The little black dress


Every thrift girl knows how important an LBD is.

Thrifted in goodwill, courtesy of lookbook, all the way across the East river ie Brooklyn.



Merry Xmas!


Merry Christmas and happy holidays to all you lovely bloggers! Time to eat, drink, be jolly, grateful and enjoy family and friends - may the festivities begin! x

A little extravagance....


(image) The Upper East Side's Council Thrift Shop is one of my favourites in NYC. The volunteers are such sweethearts, always with a smile and willing to chat for ages about whatever you've bought or tried on. The shop has a great down-to-earth community vibe. It is a little dishevelled but makes up for this in spades with staff friendlieness - and great stock.


They sell clothes - for men and women - and often have designer garb.
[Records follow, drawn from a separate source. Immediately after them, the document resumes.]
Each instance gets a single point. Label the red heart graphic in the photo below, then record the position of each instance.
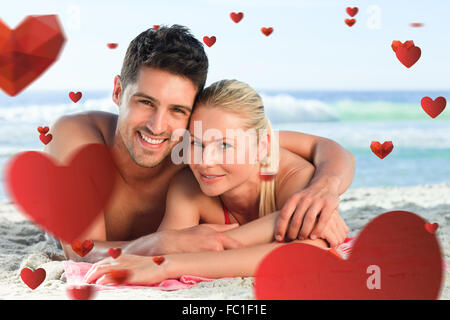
(350, 22)
(408, 55)
(209, 41)
(43, 130)
(433, 108)
(352, 11)
(381, 150)
(267, 31)
(236, 17)
(75, 96)
(84, 292)
(27, 51)
(115, 253)
(118, 276)
(431, 228)
(394, 257)
(158, 260)
(112, 45)
(82, 248)
(71, 197)
(31, 278)
(45, 138)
They also have shoes, books, accessories, housewares and furniture. This place is great for nabbing yourself a bargain, the prices tend to be fair and there is always a sale going on.
I went there this October and they had just put all their Fall/Winter stock out. It was mostly designer wear and it was all 50% off. There was some excellent stuff, from Armani, to Valentino and Michael Kors et al. I spied a jacket that was absolutely gorgeous and brand new from Mackage, a brand I'd never heard of. It was $180 (GULP) but with the discount it was $90. Yikes - pricey - and unusually expensive for the Council Thrift store! However, it was soooo funky that after much umming and ahhhing and in-store modelling - I bought it. To console myself I later checked their website and saw that their jackets go for $500 and up. That made me feel less of a sap.

So, I love the jacket but it is my most expensive thrift shop buy ever. Extravagance? Perhaps. However, this is where I throw the allmighty thrift moral punch - all proceeds go to support the National Council of Jewish Women of New York who focus on progressive stances on issues such as child welfare, women's rights and reproductive freedom. Yeah!! This jacket is worth every single cent!!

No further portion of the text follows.